I've also attended churches where the pastor, facing declining evening attendance, preached sermons on Sunday AM to guilt people into attending the evening services. "If you love Jesus, you'll be here on Sunday / Wednesday evenings" kind of preaching. No thanks to that manipulation.

I do like the Sunday evening option. I think it provides just what the article says it does. But, no matter how much we promote it, most of our people don't participate. It's not a priority to them.

If/when we roll out a good small group option for the whole church, we will probably cut out one of these services. Until then, we continue as is for now.

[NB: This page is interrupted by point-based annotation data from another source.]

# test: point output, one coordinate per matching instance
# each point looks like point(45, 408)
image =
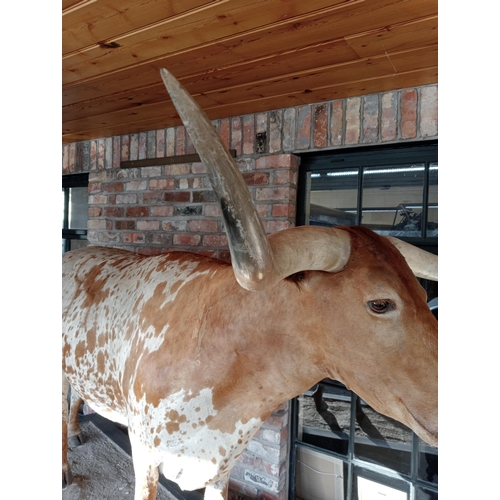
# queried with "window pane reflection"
point(425, 494)
point(382, 440)
point(428, 463)
point(333, 198)
point(393, 198)
point(432, 211)
point(319, 476)
point(78, 208)
point(324, 418)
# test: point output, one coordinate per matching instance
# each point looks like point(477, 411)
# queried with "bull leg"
point(145, 470)
point(218, 490)
point(319, 402)
point(75, 435)
point(67, 477)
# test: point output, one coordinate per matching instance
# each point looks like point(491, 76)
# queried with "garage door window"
point(342, 448)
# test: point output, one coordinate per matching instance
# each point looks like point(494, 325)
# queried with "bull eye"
point(380, 306)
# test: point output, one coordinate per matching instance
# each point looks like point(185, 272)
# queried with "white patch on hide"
point(184, 446)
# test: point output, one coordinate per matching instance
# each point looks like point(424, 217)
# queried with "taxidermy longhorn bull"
point(193, 354)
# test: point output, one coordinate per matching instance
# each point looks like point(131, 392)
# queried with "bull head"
point(260, 263)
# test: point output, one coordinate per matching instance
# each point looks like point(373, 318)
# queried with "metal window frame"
point(361, 158)
point(71, 181)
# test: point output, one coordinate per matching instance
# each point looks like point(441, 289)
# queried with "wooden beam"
point(166, 160)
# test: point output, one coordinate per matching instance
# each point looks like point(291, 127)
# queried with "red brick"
point(162, 184)
point(273, 226)
point(389, 119)
point(236, 135)
point(161, 239)
point(143, 145)
point(133, 238)
point(162, 211)
point(177, 197)
point(336, 123)
point(94, 212)
point(353, 123)
point(303, 127)
point(275, 127)
point(98, 199)
point(248, 135)
point(148, 251)
point(114, 212)
point(95, 187)
point(370, 119)
point(262, 209)
point(178, 169)
point(285, 210)
point(256, 178)
point(203, 226)
point(285, 177)
point(124, 225)
point(148, 225)
point(180, 140)
point(93, 155)
point(116, 152)
point(150, 172)
point(170, 142)
point(275, 194)
point(408, 114)
point(153, 197)
point(100, 154)
point(137, 211)
point(215, 240)
point(175, 225)
point(113, 187)
point(224, 131)
point(198, 168)
point(212, 210)
point(273, 161)
point(160, 143)
point(320, 133)
point(125, 148)
point(224, 255)
point(289, 119)
point(187, 240)
point(429, 111)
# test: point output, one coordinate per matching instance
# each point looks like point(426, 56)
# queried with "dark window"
point(75, 211)
point(341, 447)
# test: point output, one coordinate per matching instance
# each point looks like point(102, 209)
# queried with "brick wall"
point(154, 209)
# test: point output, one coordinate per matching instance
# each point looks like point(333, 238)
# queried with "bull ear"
point(310, 248)
point(251, 254)
point(423, 264)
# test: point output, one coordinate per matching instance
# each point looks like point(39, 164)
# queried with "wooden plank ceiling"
point(234, 56)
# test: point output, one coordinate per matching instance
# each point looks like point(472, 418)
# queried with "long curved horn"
point(251, 254)
point(423, 264)
point(258, 263)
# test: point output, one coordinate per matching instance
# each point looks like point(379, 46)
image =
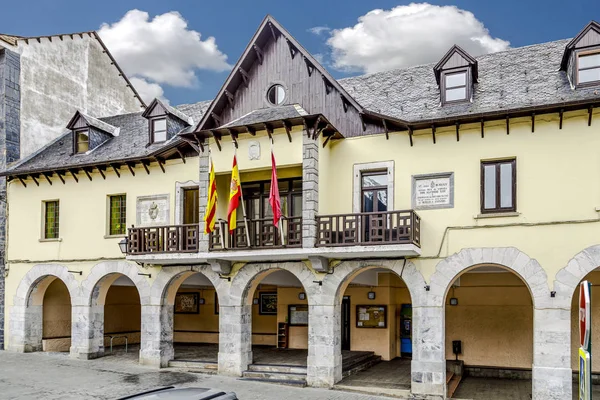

I was taught in seminary (I think out of Earle Cairns Christianity Through the Centuries) that there was no such thing as a weekend in the first-century Roman world. Thus, every day was a workday for the working class. The church in any given place was made up of many such people (slaves). So, churches met early in the morning and then again late in the evening (e.g., Acts 20:7-12) to accommodate them. I'm a pastor, and Sunday is tiring, but I think of a first-century Christian slave meeting with the church in the morning, working all day, then meeting again in the evening, and wonder how tired such believers might have been.

When did the Sunday evening church service originate?

The tradition of Sunday evening church services dates back to the 19th century and has roots in various Christian denominations, especially Protestant ones. The origin of this practice is closely tied to social and cultural changes during the Industrial Revolution.

Historical Context:

  • Industrial Revolution: During the 19th century, many people worked long hours, often including Saturdays, and Sunday became a day of rest and religious observance. For those who couldn't attend morning services due to work or other obligations, evening services were introduced as a more convenient option.
  • Evangelism and Revival Movements: In the 18th and 19th centuries, the evangelical and revival movements, particularly in England and the United States, led to a push for more frequent gatherings. Evangelists often held evening services to draw in crowds after the workday, making worship more accessible.
  • Urbanization: As more people moved to cities and towns, church leaders adapted their schedules to meet the needs of congregants. Evening services allowed churches to reach those who might not have been able to attend during the morning hours.

These factors contributed to the rise of Sunday evening services, which became a fixture in many Christian communities throughout the 19th and early 20th centuries. Over time, some churches continued this tradition, while others reduced or eliminated it due to changes in cultural habits and church attendance patterns.